I brought up the fact that when I wrote my novels, all I worried about was whether I knew what happened next. I didn’t have a plan, an outline, a beat sheet, or a treatment. I just set off on the journey, and that kept me motivated to keep on writing, because I never knew what was going to happen in the long term.
Now, seeing as very few people have read a single word of my four novels, I have no idea how successful I was in my novel writing endeavors. Maybe anyone in the publishing world would read the first chapters and say “Wow, you didn’t plan this out at all, did you? You should have. This is crap!”. But somehow I don’t think so.
I’m pretty good at the writing part of things.
So I am very glad to have confirmation from a VFS prof that the formulas we have been learning are not the be-all and end-all of Writing The Official Way. Sadly, he also mentioned that studios and such are often looking for things that fit the formula in order to give them some way of cutting through the tens of thousands of scripts they get every year.
He says they even have software that will check scripts for formula compliance now.

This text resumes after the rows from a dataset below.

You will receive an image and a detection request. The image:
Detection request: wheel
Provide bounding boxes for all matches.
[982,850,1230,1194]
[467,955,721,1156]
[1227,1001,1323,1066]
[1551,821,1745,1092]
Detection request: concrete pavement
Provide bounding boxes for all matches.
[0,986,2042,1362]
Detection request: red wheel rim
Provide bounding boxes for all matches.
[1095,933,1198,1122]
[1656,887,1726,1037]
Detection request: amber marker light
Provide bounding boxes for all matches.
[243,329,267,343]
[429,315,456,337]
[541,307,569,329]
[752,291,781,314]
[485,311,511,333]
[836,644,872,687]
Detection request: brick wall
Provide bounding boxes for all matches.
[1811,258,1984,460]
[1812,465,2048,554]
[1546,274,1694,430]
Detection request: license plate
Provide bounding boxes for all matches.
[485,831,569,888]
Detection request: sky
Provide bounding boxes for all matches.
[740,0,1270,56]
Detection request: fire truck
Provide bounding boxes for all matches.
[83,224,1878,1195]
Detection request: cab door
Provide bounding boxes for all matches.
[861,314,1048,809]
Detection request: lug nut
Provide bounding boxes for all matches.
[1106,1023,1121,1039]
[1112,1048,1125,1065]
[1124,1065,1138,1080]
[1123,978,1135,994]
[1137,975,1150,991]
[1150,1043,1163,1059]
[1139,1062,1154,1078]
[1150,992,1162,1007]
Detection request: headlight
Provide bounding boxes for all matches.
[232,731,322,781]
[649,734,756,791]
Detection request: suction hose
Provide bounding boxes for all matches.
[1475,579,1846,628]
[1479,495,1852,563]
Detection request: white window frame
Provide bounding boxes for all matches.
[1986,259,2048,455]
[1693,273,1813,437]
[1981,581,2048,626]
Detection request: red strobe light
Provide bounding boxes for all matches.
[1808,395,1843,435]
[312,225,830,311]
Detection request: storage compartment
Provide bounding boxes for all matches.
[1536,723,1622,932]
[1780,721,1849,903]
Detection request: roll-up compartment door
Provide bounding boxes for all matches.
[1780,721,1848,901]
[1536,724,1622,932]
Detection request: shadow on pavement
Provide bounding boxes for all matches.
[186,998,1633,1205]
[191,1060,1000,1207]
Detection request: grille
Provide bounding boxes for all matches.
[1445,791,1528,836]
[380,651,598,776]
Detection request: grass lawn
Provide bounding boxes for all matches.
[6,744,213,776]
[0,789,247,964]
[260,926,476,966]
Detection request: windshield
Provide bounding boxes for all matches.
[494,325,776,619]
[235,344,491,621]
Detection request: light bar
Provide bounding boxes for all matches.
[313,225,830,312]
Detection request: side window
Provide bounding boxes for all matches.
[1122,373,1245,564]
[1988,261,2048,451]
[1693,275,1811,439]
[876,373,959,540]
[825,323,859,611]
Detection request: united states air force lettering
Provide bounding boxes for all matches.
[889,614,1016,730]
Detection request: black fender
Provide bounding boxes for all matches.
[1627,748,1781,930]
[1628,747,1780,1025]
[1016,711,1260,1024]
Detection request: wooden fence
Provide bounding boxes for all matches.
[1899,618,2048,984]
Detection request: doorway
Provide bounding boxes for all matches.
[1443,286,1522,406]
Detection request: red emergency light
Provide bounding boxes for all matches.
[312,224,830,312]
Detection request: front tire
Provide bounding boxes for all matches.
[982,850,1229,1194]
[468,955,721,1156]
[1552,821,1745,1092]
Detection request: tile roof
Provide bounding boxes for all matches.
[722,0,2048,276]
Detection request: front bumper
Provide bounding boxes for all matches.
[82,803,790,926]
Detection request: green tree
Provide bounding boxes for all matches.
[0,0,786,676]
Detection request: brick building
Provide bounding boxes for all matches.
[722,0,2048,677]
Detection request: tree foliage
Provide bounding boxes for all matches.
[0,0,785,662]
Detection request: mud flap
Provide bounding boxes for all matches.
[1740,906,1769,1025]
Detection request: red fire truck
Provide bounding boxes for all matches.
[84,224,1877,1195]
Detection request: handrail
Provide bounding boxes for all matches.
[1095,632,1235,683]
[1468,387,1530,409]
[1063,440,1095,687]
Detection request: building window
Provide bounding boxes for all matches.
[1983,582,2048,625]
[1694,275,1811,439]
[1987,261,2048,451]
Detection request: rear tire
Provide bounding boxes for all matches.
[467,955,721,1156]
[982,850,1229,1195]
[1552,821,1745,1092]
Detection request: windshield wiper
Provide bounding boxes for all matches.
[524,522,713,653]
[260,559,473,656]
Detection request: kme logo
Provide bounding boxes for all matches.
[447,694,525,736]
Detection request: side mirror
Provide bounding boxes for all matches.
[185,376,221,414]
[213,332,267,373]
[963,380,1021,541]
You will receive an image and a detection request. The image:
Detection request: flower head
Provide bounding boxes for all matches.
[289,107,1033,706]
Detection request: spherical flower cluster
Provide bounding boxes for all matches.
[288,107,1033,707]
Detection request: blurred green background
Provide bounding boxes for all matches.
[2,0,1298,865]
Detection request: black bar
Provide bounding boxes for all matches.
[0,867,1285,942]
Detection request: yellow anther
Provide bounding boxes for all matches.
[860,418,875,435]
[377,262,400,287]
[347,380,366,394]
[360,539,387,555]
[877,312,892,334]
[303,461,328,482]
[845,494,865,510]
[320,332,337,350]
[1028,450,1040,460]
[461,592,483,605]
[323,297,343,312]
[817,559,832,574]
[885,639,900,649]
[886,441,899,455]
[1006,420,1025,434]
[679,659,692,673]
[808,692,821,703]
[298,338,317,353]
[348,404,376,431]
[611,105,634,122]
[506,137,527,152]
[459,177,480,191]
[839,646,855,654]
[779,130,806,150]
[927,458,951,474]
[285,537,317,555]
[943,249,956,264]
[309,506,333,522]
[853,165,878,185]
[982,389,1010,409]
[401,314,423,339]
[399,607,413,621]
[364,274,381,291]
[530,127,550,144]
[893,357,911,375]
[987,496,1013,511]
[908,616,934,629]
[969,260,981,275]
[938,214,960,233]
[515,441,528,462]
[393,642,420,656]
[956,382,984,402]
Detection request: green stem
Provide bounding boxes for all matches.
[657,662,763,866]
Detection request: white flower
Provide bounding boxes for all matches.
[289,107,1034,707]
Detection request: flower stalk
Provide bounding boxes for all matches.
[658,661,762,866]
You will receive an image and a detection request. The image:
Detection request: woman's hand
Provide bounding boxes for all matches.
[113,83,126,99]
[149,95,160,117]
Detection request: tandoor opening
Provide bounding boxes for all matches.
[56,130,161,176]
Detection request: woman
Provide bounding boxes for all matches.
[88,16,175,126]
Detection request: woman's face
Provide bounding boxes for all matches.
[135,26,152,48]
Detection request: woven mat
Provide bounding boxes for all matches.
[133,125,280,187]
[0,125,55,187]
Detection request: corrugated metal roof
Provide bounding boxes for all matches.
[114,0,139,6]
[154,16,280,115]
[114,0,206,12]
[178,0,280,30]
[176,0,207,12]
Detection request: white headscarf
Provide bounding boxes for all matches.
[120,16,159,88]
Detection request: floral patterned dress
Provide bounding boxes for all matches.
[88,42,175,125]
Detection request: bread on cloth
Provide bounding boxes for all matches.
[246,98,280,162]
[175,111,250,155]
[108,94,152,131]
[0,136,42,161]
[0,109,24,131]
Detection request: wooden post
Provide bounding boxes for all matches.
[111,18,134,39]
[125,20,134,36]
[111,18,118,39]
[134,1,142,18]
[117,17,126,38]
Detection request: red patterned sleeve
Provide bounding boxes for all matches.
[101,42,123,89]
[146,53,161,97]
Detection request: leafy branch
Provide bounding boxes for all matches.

I have no idea how a piece of software figures out where the second acts break is in a script, let alone whether it’s in the right place, but then again I am not a programmer. So I believe him.
Luckily I am not going into film. I’m a TV guy. I love movies but I have zero desire to write them. And the TV world is far less formulaic. It used to be the opposite, because TV scripts have to fit commercials into their structure and there should be a moment of suspense or drama before each commercial break to make people want to keep watching after they get back from the bathroom.
And that is still true if you are writing for the major networks. But the field is increasingly dominated by the commercial free subscription model services, whether that’s a big game changer like Netflix or the same old pay-TV channels like HBO that have had such success lately. And according to my prof (who works in film, so I am taking this with a grain of salt), what these new players are looking for is unique shows that make their service different from the others.
Music to my ears, if it’s true. I am a unique kind of guy and I deplore the idea of just doing what everyone else is doing. I would love to create a truly fresh and original show some day.
Call me, Netflix!
I am looking forward to being able to fully dedicate myself and my time to TV after the next term. The way it works at VFS is that the first three terms are more general, and the other three are specialized into writing for either TV or film.
TV all the way for me. It’s why I went to VFS in the first place!
Speaking of terms, got some bad news this week : apparently I am getting ten days off between terms.
Total bummer. I don’t want ten days with nothing to do and no focus to my life. I want what we had last time, the Thursday and Friday of the last week off, then back on the horse next Monday. And hell, even then I ended up getting depressed.
But I have no choice, so I will have to figure out some ways to keep from losing my marbles over the break.
Maybe I should keep them in a bag or something….
I will talk to you nice people again tomorrow.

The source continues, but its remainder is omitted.